建物を建築する際に、どのような材料を使って作るかにより、その建物の耐久性には大きな違いが生じます。
耐久性の高い材料を使って建築すれば、それだけ長い間建物として使い続けることができますが、一般的には耐久性の高い材料は値段も高くなります。
物理的耐用年数を経過してしまうと、建物や設備をそのままの状態で使用し続けるのは危険な状態になるため、何らかの対応が求められます。
簡単に取り替えが可能な設備であれば、その部分だけ取り替える修繕工事を行うことができます。
一方、建物の構造など簡単に取り替えのできないものについては、大規模な修繕工事を行うか、建物の取り壊しも視野に入れる必要があります。
ただ、使用状況や周囲の環境により、実際には物理的耐用年数は大きく前後します。
そもそも耐用年数とは
耐用年数とは、建物などの資産を使用できる期間です。
資産の中で、経年や使用とともに資産価値が下がるものは、減価償却資産に分類されます。
減価償却資産は、いつか資産価値が喪失するため、使用開始から価値喪失までの期間を耐用年数と定めているのです。
減価償却とは、減価償却資産を取得した金額を一定の方法で必要経費として配分し、経費計上する手続きです。
減価償却するために用いる耐用年数は、国が定めているため、法定耐用年数とされています。
耐用年数は、資産価値維持のために補修などや通常使用されることを考慮して、年数を定めています。
注意すべき点は、同じ資産であっても耐用年数に違いがあることです。
耐久年数との違い
耐用年数とよく混同されがちなものに耐久年数があります。
耐久年数とは販売者や製造者が、独自の基準で表している数値であり、どの程度使用できるかの目安となります。

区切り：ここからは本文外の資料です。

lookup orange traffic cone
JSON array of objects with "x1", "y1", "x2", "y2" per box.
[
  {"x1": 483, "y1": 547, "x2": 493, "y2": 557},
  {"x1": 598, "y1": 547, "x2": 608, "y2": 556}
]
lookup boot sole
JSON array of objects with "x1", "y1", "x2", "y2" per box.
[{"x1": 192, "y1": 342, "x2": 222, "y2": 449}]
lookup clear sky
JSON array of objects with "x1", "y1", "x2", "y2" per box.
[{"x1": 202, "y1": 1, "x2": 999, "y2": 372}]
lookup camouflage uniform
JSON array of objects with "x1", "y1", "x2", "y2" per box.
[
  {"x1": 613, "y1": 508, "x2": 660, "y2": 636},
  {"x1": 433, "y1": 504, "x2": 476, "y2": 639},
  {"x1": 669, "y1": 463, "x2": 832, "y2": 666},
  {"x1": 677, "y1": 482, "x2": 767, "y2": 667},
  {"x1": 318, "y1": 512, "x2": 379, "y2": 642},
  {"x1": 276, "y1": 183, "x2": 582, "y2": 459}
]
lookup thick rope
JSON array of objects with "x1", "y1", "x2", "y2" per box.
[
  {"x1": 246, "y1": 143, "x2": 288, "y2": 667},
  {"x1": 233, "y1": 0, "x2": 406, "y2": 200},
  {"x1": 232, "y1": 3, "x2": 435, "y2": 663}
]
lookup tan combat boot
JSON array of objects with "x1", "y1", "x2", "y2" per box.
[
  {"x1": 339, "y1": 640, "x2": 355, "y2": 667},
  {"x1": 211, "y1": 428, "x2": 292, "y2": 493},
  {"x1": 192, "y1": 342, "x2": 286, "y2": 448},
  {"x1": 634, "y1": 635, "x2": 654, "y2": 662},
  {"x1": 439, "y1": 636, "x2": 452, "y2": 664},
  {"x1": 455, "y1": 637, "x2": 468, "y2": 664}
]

耐久年数は、あくまでも推定であるため、耐久年数よりも長持ちする場合もあれば、短期間で使えなくなるケースもあります。
耐用年数は、減価償却資産の使用期間を法的に定めています。
これは減価償却費を計算するために、必要な数値を定めたものです。
したがって、耐用年数は使用できる年数を保証するものではないため、勘違いしないように注意しましょう。
物理的耐用年数以外の耐用年数
木造の建物は、年数の経過とともに耐久性などが低下し、いわゆる寿命を迎えます。
木造住宅の寿命としては、一般的に法定耐用年数、物理的耐用年数、経済的耐用年数、期待耐用年数の4種類が使われ、法定耐用年数は22年とされています。
これらの耐用年数は何のために決められているのか、それを超えると住めないほどの欠陥が出るのかなど、大いに気になるところでしょう。
物理的耐用年数とそれ以外の耐用年数の違いについて解説していきます。
法定耐用年数
法定耐用年数は、税務上、建物や設備などの固定資産の価値が何年で計算上ゼロになるかを示す年数のことです。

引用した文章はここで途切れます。